Seit 1930 war die Niels Lund Chrestensen KG intensiv an der Entwicklung der Hybridzüchtung beteiligt und entwickelte unter anderem welkeresistente Astern. Die modernen Zuchtmethoden setzten sich in In-vitro-Zuchtverfahren fort. Wobei der Erfolg kein Automatismus, sondern ein intensives Ringen war. „Alle unsere bisherigen Kontakte, vor allem die quantitativ wichtigen in den Osten, fielen Anfang der 90er Jahre des letzten Jahrhunderts weg“, erzählt Prokurist Niels Lars Chrestensen, der Ururenkel des Firmengründers. Inzwischen kann er wieder von Kunden in aller Welt sprechen und von lückenlosen Geschäftsfeldern und Handelswegen: Anbau und Züchtung, Saatgut und Jungpflanzen, Import und Export, Vertrieb über Katalog, Einzelhandel und online.

Auch die Produktionsflächen haben sich ausgeweitet. Die blühenden Teppiche vor den Toren der Firma sind nämlich nur die Probefelder auf rund 22 ha. Die eigentliche Produktion findet in wärmeren Gefilden statt und solchen, in denen der Boden preiswerter ist. Weltweit sind das über 2 500 ha Vermehrungsfläche und 100 ha unter Glas. So werden beispielsweise in Ostafrika und China Blumen- und Gemüsesamen, in Südosteuropa Bohnen und Erbsen vermehrt. Das meiste läuft über Vertragsanbau, wobei Anbauberater von Chrestensen vor Ort aktiv sind.

Geprüft und abgepackt wird nach wie vor in Eigenregie. Etwa 15 bis 17 Mio. Beutel werden jährlich abgefüllt. In Erfurt wird auch eine Lohn- und Werbebeutelabfüllung für Großkunden und Werbepartner durchgeführt. „Wenn beispielsweise mal die Partei „Die Grünen“ Sonnenblumensamen verteilen will, dann entwerfen wir die Verpackung und füllen die mit Samen“, verrät Chrestensen.

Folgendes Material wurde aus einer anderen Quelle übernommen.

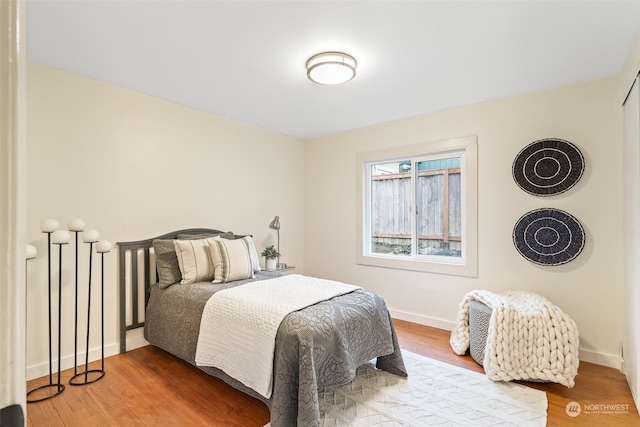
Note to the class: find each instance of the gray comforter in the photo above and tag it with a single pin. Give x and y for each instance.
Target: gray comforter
(318, 346)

Ebenfalls in Erfurt geschieht die Bestückung der Displays für Garten-Center, Baummärkte, den Lebensmitteleinzelhandel und Endverkaufsgärtnereien. Mit regionalen Unterschieden, wie Chrestensen erläutert: „Im Norden beispielsweise liebt der Konsument den großen, runden Kohl, im Süden den Spitzkohl.“

Über 1 200 verschiedene Arten und Sorten, darunter mehr als 200 eigene Züchtungen, repräsentieren heute das Profi-Saatgut- und Pflanzensortiment der Marke NLC, das durch zahlreiche Saatgutspezialsortimente, Neuzüchtungen auf dem Arznei- und Gewürzpflanzensektor und Pflanzen in Gärtnerqualität erweitert wird. So wachsen 70 % aller deutschen Pfefferminze in Thüringen, und zwar teilweise aus Chrestensen-Züchtungen. Weitere Züchtungsprojekte sind blattfleckenfreie Petersilie, Melisse für Ölgewinnung und die Energiepflanze „Durchwachsene Silphie“ als Alternative zum Mais für Biogasanlagen.

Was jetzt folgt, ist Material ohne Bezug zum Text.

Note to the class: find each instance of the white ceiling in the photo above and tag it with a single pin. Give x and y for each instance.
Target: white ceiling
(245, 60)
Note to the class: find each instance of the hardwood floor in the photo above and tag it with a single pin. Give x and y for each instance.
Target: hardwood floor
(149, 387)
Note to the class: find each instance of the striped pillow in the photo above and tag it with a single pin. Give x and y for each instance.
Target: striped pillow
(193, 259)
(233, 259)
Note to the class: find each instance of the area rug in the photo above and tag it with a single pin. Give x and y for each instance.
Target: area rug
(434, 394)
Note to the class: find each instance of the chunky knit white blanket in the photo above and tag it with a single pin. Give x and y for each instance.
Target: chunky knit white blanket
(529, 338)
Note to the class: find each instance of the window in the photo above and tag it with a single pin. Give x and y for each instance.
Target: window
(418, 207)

Zu einem wichtigen Unternehmenszweig gehört die Produktion von Jungpflanzen. Mit etwa 8 Mio. erzeugten Jungpflanzen werden verschiedene Profigärtner und –anbauer beliefert. Von Beet- und Balkonjungpflanzen bis hin zu Melisse, Pfefferminze und Durchwachsener Silphie reicht das Anzuchtportfolio bei Chrestensen. Des Weiteren werden auch eine Vielzahl an Fertigprodukten produziert. Veredelte Gemüsejungpflanzen, Heil-, Gewürz- und Küchenkräuter sowie Beet- und Balkonpflanzen finden den Weg in Garten-Center sowie Bau- und Heimwerkermärkte.